Building near Real-Time Analytics with Azure Synapse Link for Azure Cosmos DB
Will Velida
Posted on December 7, 2020
With Azure Synapse Link for Azure Cosmos DB, we can now gain insights over our transactional data seamlessly without having to develop our own ETL pipelines.
In the past, performing traditional analytical workloads with Azure Cosmos DB has been a challenge. Workarounds such as manipulating the amount of provisioned through and using the Change Feed or any other ETL mechanism to migrate data from Cosmos DB to platforms more suited to performing analytics on our data do exist, but are a challenge to develop and maintain.
Azure Synapse Link for Cosmos DB addresses the needs to perform analytics over our transactional data without impacting our transactional workloads. This is made possible through the Azure Cosmos DB Analytical store, which allows to sync our transactional data into a isolated column store without us having to develop and manage complex ETL jobs, impacting our operational workloads and providing us with near real-time analytical capability on our data.
In this article, I'll cover what Azure Cosmos DB and Azure Synapse Analytics are and how they are tied together through the Cosmos DB Analytical Store. I will then show you how to enable Azure Synapse Link for your Cosmos DB account and how to create Containers in Cosmos DB with the Analytical Store enabled.
I'll then show you how to link your Cosmos DB account to your Azure Synapse workspace and show you how to query the data in the Analytical store using Apache Spark.
What is Azure Cosmos DB?
Azure Cosmos DB is Microsoft's globally distributed, multi-model, NoSQL database service that allows us to elastically and independently scale in terms of both throughput and storage to any Azure region worldwide.
We can build databases that use Document data (SQL and MongoDB API), Key-Value data (Table API), Columnar data (Cassandra API) and Graph data (Gremlin API).
Azure Cosmos DB allows us to build highly responsive and available applications worldwide, ensuring that our user's data is as close to them as possible with guaranteed low latency for both reads and writes at the 99th percentile.

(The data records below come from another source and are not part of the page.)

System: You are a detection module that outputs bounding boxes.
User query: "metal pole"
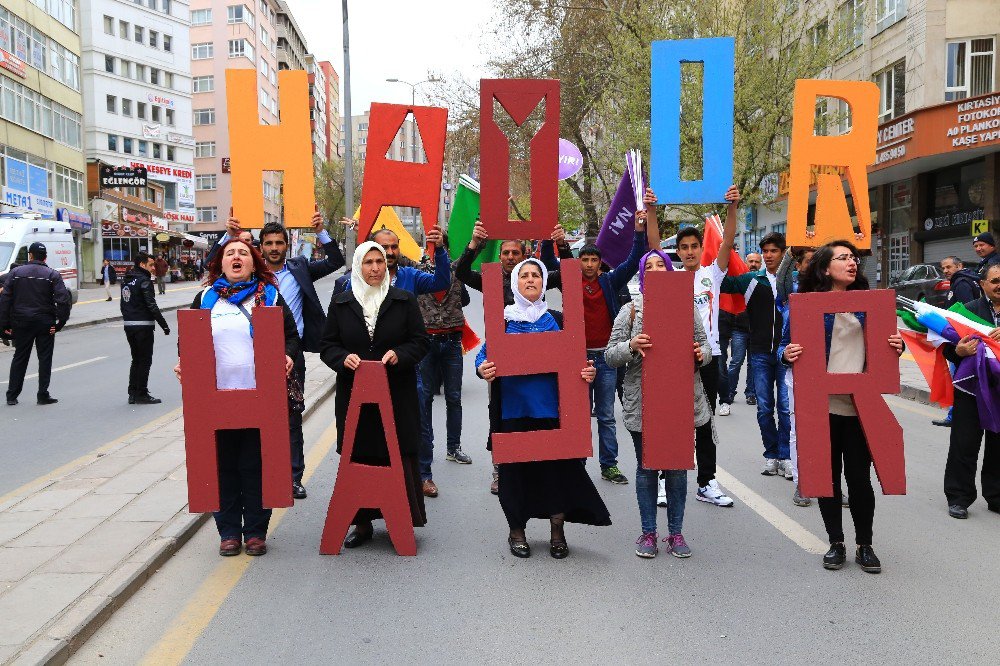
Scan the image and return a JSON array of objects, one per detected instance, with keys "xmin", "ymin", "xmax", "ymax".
[{"xmin": 342, "ymin": 0, "xmax": 357, "ymax": 263}]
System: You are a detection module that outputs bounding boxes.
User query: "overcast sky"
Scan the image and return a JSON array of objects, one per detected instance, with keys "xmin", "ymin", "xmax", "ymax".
[{"xmin": 286, "ymin": 0, "xmax": 493, "ymax": 115}]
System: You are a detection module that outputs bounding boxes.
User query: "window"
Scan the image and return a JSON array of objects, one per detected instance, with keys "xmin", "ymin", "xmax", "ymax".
[
  {"xmin": 229, "ymin": 39, "xmax": 253, "ymax": 61},
  {"xmin": 191, "ymin": 76, "xmax": 215, "ymax": 92},
  {"xmin": 194, "ymin": 141, "xmax": 215, "ymax": 157},
  {"xmin": 191, "ymin": 108, "xmax": 215, "ymax": 125},
  {"xmin": 872, "ymin": 60, "xmax": 906, "ymax": 124},
  {"xmin": 944, "ymin": 37, "xmax": 996, "ymax": 102},
  {"xmin": 875, "ymin": 0, "xmax": 906, "ymax": 34},
  {"xmin": 191, "ymin": 9, "xmax": 212, "ymax": 26},
  {"xmin": 191, "ymin": 42, "xmax": 215, "ymax": 60}
]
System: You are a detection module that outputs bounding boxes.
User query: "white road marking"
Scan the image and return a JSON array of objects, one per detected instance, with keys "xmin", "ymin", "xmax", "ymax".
[
  {"xmin": 715, "ymin": 467, "xmax": 830, "ymax": 555},
  {"xmin": 0, "ymin": 356, "xmax": 107, "ymax": 384}
]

We also have five well-defined consistency models to choose from (Strong, Bounded Staleness, Session, Consistent Prefix and Eventual). This gives us more flexibility in choice of consistency, as we are usually limited to either Strong or Eventual.
What is Azure Synapse?
Azure Synapse Analytics is a integrated analytics service that allows us to use SQL and Spark for our analytical and data warehousing needs. We can build pipelines for data integration, ELT and Machine Learning purposes. We can also integrate Azure Synapse with other Azure services, such as AzureML, Power BI and Azure Cosmos DB.
Synapse provides us with unified management, monitoring and security over our enterprise data lake and we can use Synapse Studio that gives Data Engineers, BI Engineers and Data Scientists a unified experience to build complete analytical solutions.
What is Azure Synapse Link for Cosmos DB?
Azure Synapse Link for Cosmos DB is a cloud native HTAP (Hybrid Transactional and Analytical Processing) capability that allows us to run near-real time analytics over our data in Azure Cosmos DB.
This is possible through the Azure Cosmos DB Analytical Store, which provides us a way to perform near real-time analytics on our data without have to engineer our own ETL pipelines to do so.
What is the Azure Cosmos DB Analytical Store?
In a nutshell, the analytical store is a isolated column store that allows us to perform analytics against our transactional data, without impacting those transactional workloads.
The transactional store is a row store that is optimized for transactional reads and writes. It's schema agnostic and allows us to iteration on our applications without have to manage the schemas and indices. This is great for performing super fast transactional reads and writes that Azure Cosmos DB is great for. However, no matter what type of applications we'll be build, we will inevitably need to perform some kind of analytics on that data.
Doing this in a Pre-Synapse world was honestly quite painful. We would have to find some way of extracting that data out of Cosmos DB into a separate data layer more suited to performing analytical workloads. This is possible through the Change Feed. For example, we could spin up an Azure Function to listen to a container for inserts, then persist that inserted document into Azure Data Lake or Blob Storage. We could even normalize our data back into a relational store such as Azure SQL.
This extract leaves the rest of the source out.